- DVD cover
- Directed by: Nikita Mikhalkov
- Written by: Rustam Ibragimbekov Nikita Mikhalkov
- Produced by: Michel Seydoux Jean-Louis Piel René Cleitman
- Starring: Bayaertu Badema Vladimir Gostyukhin
- Cinematography: Vilen Kalyuta
- Edited by: Joëlle Hache
- Music by: Eduard Artemyev
- Production companies: Aria Caméra One Centre National de la Cinématographie Hachette Première Ministry of Culture and Communications Studio Trite Union Générale Cinématographique
- Distributed by: Miramax
- Release date: 1991;
- Running time: 118 minutes
- Country: Soviet Union
- Languages: Mongolian Russian Mandarin

= Close to Eden =

Urga («У́рга — территория любви») is a 1991 Russian adventure drama film by Russian director, screenwriter and producer Nikita Mikhalkov. It was released in North America as Close to Eden. It depicts the friendship between a Russian truck driver and a Mongolian shepherd in Inner Mongolia.

The film was an international co-production between companies based in Russia and France. It received generally positive reviews from critics, winning the Golden Lion and the European Film Award for Best Film.

== Story ==

Gombo, a Mongolian shepherd, lives in a yurt in Inner Mongolia with his wife, three children, and mother. Gombo desires sexual intercourse with his wife, which puts his wife ill at ease: having a fourth child would break Chinese law. Meanwhile, Sergei, a buffoonish Russian truck driver falling asleep at the wheel, stops after a close call and attempts to awaken himself. His stretching turns to frolicking, and he wanders off. He discovers a corpse and quickly returns to his truck, accidentally driving into the river in his haste. Back at the yurt, the family is portrayed as unsophisticated and traditional people. They work together performing simple tasks like weaving by hand and using a horse cart to work leather. Gombo's drunk, horse-riding relative rides through the scene, stopping along the way to give them a movie poster for Cobra, which displays a muscular, gun-toting Sylvester Stallone.

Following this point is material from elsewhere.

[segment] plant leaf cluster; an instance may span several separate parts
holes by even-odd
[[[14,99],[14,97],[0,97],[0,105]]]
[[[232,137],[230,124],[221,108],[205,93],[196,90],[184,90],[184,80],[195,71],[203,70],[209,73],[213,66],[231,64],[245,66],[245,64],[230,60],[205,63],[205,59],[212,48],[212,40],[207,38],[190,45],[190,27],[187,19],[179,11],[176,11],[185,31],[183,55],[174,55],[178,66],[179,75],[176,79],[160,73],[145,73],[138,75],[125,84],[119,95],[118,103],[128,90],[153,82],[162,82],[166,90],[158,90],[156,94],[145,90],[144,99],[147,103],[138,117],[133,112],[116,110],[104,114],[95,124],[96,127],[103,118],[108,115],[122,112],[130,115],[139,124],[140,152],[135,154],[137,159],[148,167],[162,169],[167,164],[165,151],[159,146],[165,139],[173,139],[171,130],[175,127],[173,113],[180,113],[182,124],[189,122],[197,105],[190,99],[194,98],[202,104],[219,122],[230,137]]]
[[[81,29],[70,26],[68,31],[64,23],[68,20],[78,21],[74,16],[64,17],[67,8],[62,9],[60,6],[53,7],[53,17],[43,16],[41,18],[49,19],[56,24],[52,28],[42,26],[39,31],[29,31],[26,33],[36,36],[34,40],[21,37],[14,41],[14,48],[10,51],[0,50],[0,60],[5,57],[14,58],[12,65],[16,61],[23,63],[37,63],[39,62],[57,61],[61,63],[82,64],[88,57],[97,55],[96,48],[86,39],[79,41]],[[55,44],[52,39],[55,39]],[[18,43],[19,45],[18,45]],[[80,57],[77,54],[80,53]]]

Shortly after, Sergei is rescued by Gombo and taken to his family's yurt. Gombo's young son is stunned by the tattoos on Sergei's back, which include music notes. A comedic scene unfolds as Gombo, together with his family, goes about the usual and tidy work of slaughtering and cooking a sheep, much to Sergei's horror. We continue to be entertained as Sergei courageously consumes sheep and sheep broth. At some point, we find out that the carrion birds were not eating a human corpse. Gombo shows off the movie poster. Gombo's young daughter plays the accordion while Sergei takes on a distant look as he remembers fighting in the war. The next morning, Gombo's drunk, horse-riding relative rides by, stopping to give Gombo and his wife an apple and a hard-boiled egg.

Gombo and Sergei go into the nearest city together, where Gombo is supposed to buy condoms; instead, he chooses to wander the town. Elsewhere, Sergei spends time with his girlfriend, and they have sex. Gombo's drunk, horse-riding relative rides through the hallway outside their room, stopping to peek above the door and chuckle. He gives an apple to the woman's son, who is stranded in the hallway until the couple finishes. Later, Gombo, Sergei, and a friend meet at a nightclub. Sergei, a former army bandsman, becomes drunk and convinces the band to play the song from his tattoos, "On the Hills of Manchuria," while he sings along. He is arrested and bailed out of jail by Gombo's uncle who lives in the city.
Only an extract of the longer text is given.